I’ve been in the transportation industry for many years, and I’ve used all kinds of tools. When I started out, I analyzed rates and routes with an IBM PC with 640K RAM. Back then, only a really big company would have a transportation management system, running on an IBM System 34/36 and load boards using DAT truck stop monitors were just beginning to catch on. Brokers spent the entire day on the phone and a fax machine was the most important piece of equipment in any office. Now I hear that some of our customers distribute smart phones and tablet computers to their sales and operations teams, and those dedicated employees are busy moving freight on the weekends, on the sidelines at their kids’ soccer games.

The fact is that over the years I’ve seen jobs with titles like “traffic manager” and “rate clerk” completely disappear. Now we have “Logistics Engineers”, “Supply Chain Managers” and “Directors of Information Technology”. Freight spend is managed by the purchasing group and more often than not is outsourced to a third-party logistics provider (3PL). Truck driving hasn’t changed as much and we need drivers now as much as ever.

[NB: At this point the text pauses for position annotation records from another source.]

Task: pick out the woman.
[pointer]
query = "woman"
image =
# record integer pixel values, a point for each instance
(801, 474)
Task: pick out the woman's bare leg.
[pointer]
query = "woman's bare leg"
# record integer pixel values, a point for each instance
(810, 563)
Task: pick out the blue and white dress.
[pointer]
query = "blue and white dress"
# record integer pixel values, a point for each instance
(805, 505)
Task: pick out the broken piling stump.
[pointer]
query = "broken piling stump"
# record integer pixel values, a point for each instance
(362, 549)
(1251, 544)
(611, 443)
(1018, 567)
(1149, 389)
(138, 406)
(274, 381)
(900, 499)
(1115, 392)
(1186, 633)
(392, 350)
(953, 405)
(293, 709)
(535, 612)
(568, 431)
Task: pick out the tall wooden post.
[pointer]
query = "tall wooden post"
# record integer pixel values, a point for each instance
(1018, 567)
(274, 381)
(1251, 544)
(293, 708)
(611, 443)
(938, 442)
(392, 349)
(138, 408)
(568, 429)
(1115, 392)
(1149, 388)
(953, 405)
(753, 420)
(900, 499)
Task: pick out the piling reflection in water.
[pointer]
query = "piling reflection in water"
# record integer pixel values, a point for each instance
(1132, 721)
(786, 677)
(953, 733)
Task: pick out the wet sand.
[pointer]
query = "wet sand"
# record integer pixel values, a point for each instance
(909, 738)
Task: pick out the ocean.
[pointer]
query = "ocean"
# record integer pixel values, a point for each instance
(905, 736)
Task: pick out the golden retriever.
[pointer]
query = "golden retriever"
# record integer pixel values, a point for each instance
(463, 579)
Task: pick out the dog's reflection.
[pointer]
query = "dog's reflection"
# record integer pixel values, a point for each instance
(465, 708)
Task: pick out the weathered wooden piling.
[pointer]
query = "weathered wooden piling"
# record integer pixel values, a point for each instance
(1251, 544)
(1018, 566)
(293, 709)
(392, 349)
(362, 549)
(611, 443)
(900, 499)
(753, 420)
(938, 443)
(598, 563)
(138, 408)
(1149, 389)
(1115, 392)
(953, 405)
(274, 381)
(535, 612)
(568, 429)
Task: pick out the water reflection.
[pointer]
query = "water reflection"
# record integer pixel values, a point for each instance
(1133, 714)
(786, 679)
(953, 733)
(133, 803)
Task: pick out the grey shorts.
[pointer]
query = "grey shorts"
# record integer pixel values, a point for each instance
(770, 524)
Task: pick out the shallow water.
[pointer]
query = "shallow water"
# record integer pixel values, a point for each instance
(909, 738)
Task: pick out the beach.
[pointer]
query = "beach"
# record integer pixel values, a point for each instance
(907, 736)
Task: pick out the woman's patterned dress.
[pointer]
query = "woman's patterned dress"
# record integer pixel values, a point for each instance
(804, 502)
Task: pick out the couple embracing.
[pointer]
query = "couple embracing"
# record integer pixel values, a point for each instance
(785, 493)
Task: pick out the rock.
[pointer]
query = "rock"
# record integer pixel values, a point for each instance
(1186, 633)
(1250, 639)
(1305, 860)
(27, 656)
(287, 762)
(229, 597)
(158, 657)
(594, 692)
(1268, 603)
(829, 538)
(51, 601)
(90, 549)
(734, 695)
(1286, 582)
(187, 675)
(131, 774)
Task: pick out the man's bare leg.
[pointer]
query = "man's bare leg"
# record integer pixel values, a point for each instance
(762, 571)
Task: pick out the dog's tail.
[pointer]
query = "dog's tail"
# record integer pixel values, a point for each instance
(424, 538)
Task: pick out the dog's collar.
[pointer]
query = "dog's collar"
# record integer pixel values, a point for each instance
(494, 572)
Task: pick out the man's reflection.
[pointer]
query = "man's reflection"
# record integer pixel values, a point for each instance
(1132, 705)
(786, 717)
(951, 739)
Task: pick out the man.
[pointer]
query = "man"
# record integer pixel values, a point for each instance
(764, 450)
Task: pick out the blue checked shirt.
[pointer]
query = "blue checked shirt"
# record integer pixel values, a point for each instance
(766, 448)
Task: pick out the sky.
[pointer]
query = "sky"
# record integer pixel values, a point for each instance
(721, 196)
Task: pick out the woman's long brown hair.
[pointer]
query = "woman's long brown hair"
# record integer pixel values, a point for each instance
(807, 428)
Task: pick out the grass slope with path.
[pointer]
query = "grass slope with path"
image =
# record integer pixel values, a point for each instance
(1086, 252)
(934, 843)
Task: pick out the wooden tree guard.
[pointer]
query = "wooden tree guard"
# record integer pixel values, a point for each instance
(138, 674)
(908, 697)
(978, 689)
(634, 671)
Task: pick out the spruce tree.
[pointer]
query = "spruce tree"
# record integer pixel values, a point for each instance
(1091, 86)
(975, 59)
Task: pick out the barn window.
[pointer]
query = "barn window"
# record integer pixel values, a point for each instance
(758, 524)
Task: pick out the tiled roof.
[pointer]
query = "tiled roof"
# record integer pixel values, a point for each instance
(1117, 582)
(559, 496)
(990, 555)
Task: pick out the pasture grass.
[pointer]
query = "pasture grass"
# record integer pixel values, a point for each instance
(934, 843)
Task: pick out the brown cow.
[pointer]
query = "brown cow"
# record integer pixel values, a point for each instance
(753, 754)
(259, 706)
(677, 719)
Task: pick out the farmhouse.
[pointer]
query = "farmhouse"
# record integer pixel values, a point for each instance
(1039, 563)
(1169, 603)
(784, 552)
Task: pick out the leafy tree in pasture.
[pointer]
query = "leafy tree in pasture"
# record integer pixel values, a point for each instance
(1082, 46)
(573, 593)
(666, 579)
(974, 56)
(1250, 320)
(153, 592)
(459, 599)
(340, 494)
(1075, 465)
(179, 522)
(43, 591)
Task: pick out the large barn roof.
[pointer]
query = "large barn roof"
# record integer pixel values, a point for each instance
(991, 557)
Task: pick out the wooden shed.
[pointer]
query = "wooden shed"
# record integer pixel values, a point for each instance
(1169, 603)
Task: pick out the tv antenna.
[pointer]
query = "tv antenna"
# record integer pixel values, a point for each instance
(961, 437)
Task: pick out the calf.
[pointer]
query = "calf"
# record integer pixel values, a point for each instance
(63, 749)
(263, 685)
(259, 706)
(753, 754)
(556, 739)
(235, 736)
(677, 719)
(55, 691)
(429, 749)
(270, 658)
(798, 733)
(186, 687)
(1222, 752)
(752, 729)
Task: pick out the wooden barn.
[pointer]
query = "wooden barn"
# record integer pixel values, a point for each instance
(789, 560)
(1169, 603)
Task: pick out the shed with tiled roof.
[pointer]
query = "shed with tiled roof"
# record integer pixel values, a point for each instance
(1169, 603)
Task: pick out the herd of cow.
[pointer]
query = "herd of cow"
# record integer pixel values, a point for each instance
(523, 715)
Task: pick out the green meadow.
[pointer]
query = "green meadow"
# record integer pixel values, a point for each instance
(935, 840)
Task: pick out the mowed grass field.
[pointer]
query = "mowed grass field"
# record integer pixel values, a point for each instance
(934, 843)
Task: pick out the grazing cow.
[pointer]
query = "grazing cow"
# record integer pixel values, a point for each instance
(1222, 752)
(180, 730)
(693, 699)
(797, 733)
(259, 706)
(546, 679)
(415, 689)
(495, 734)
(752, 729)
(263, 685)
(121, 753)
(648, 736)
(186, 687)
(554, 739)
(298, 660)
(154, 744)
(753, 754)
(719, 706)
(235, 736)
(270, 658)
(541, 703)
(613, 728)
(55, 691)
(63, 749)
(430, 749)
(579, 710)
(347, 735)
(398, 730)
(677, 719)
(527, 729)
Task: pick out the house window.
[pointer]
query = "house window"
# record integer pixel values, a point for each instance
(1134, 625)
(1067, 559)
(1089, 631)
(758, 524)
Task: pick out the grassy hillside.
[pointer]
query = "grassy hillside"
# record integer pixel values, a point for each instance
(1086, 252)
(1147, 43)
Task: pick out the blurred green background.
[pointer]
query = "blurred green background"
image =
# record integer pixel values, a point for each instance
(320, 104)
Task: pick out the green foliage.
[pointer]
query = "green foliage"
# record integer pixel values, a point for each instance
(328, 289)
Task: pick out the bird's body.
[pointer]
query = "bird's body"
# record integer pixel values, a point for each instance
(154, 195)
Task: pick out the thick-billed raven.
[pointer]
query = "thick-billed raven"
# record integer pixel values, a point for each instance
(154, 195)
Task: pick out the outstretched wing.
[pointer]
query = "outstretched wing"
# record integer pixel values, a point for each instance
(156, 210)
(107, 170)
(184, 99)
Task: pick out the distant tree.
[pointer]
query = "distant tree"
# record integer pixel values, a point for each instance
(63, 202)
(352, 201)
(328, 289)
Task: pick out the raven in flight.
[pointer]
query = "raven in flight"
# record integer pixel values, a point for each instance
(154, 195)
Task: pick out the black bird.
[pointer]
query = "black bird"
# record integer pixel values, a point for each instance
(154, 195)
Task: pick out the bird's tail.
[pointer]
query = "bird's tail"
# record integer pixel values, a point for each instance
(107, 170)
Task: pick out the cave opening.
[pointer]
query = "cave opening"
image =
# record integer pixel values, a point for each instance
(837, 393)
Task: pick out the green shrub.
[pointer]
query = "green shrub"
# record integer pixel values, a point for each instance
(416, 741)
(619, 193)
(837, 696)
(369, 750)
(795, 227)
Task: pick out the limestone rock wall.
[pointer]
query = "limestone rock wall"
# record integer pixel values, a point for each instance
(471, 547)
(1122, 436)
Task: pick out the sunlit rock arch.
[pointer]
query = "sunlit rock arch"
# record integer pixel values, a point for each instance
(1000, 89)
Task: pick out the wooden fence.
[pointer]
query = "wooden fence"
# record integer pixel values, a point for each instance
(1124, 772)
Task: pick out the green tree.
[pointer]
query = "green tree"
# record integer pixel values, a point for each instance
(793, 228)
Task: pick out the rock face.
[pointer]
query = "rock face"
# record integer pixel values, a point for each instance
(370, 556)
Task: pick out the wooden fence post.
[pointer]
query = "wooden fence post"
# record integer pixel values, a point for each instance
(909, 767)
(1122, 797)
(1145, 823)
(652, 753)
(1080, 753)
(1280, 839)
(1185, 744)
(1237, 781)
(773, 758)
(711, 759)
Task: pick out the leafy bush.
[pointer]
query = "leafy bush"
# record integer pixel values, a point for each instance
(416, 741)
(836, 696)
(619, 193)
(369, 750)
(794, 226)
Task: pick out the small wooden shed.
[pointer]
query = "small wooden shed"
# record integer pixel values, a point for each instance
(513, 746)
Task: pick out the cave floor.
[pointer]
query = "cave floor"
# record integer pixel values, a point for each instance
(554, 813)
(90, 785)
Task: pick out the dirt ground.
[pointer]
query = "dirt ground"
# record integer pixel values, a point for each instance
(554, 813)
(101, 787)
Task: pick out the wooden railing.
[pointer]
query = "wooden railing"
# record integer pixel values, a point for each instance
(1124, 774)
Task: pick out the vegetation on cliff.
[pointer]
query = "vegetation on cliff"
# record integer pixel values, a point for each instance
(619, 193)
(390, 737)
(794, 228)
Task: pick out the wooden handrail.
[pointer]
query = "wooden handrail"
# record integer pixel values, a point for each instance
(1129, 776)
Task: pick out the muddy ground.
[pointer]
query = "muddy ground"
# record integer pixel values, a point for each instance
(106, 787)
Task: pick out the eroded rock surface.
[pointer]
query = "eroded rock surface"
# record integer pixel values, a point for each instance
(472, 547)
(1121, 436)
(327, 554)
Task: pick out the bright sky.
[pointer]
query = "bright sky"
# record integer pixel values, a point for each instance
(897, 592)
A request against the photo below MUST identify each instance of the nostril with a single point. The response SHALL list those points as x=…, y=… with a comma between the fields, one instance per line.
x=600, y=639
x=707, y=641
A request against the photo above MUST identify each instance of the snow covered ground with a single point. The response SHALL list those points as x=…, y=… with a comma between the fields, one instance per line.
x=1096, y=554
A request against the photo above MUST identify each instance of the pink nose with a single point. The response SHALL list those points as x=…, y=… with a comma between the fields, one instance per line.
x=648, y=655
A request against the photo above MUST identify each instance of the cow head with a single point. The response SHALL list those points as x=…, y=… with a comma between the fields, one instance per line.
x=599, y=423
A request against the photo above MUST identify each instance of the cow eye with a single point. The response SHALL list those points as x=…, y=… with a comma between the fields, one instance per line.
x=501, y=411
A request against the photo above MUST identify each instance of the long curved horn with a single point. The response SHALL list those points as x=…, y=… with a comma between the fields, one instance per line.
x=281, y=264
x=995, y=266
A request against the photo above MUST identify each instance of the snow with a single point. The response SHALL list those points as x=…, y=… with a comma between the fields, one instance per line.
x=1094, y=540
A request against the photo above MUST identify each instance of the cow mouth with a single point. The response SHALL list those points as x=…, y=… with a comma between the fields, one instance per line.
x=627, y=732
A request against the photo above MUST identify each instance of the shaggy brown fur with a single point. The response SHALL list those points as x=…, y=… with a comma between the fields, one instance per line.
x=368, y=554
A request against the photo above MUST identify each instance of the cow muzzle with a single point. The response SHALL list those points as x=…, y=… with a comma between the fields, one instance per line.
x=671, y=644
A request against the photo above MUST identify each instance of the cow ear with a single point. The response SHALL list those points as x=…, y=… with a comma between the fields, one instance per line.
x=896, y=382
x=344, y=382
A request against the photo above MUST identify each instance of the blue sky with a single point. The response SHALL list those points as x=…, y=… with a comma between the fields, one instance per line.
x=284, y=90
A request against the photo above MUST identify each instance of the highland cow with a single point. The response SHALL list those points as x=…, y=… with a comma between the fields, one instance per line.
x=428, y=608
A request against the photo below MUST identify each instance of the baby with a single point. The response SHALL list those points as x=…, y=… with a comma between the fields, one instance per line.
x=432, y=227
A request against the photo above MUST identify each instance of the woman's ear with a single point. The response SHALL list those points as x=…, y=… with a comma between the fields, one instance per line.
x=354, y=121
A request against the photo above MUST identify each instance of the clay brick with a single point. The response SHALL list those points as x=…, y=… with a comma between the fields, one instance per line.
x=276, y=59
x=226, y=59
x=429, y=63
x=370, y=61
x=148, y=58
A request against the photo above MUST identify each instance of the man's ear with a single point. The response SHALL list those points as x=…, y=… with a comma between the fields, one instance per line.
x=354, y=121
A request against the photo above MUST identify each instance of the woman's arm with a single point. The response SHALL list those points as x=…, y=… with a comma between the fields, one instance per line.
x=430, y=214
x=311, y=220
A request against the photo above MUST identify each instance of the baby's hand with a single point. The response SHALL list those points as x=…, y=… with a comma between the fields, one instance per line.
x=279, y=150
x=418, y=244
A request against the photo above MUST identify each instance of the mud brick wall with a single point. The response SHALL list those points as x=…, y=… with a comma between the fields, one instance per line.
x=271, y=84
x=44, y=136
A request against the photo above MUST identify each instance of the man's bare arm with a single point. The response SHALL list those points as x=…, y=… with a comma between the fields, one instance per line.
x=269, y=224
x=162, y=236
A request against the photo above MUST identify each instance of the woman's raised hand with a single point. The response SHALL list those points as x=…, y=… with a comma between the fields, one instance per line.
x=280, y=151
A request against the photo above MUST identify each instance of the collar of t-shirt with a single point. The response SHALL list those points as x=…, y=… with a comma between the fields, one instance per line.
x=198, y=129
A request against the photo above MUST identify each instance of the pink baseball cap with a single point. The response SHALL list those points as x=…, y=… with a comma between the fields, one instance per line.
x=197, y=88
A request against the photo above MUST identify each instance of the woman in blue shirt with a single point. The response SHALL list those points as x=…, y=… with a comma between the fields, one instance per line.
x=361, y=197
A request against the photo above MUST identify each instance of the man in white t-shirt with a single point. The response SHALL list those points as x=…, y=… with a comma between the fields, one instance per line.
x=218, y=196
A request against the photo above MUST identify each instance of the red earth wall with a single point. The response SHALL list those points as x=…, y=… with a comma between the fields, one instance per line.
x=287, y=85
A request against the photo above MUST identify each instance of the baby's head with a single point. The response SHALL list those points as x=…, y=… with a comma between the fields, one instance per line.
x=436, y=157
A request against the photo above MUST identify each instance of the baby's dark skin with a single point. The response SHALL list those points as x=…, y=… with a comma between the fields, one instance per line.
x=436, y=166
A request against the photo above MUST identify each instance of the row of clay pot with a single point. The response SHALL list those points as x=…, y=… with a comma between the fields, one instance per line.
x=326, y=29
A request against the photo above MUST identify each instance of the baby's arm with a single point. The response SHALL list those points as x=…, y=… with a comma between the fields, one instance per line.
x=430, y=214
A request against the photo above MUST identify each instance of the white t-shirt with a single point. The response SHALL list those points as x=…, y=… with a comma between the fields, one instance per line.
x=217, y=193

What has changed is that instead of laying a driver over, or a driver spending precious time looking for a pick-up or delivery location, the dispatcher can locate a compatible load within minutes using DAT load boards and dispatch the driver to the precise location using GPS technology. This type of advance has allowed us to move goods more efficiently, so that today record amounts of freight traverse North America.

So, from that Willamette Valley vineyard, I bring you a new question: How many jobs did your company destroy create this year? Are we better off with sophisticated tools and management software? Are any of you actually disappointed your life is not about sitting on hold, trying to make a delivery appointment at a grocery distribution center, or spending hours each day feeding the fax machine?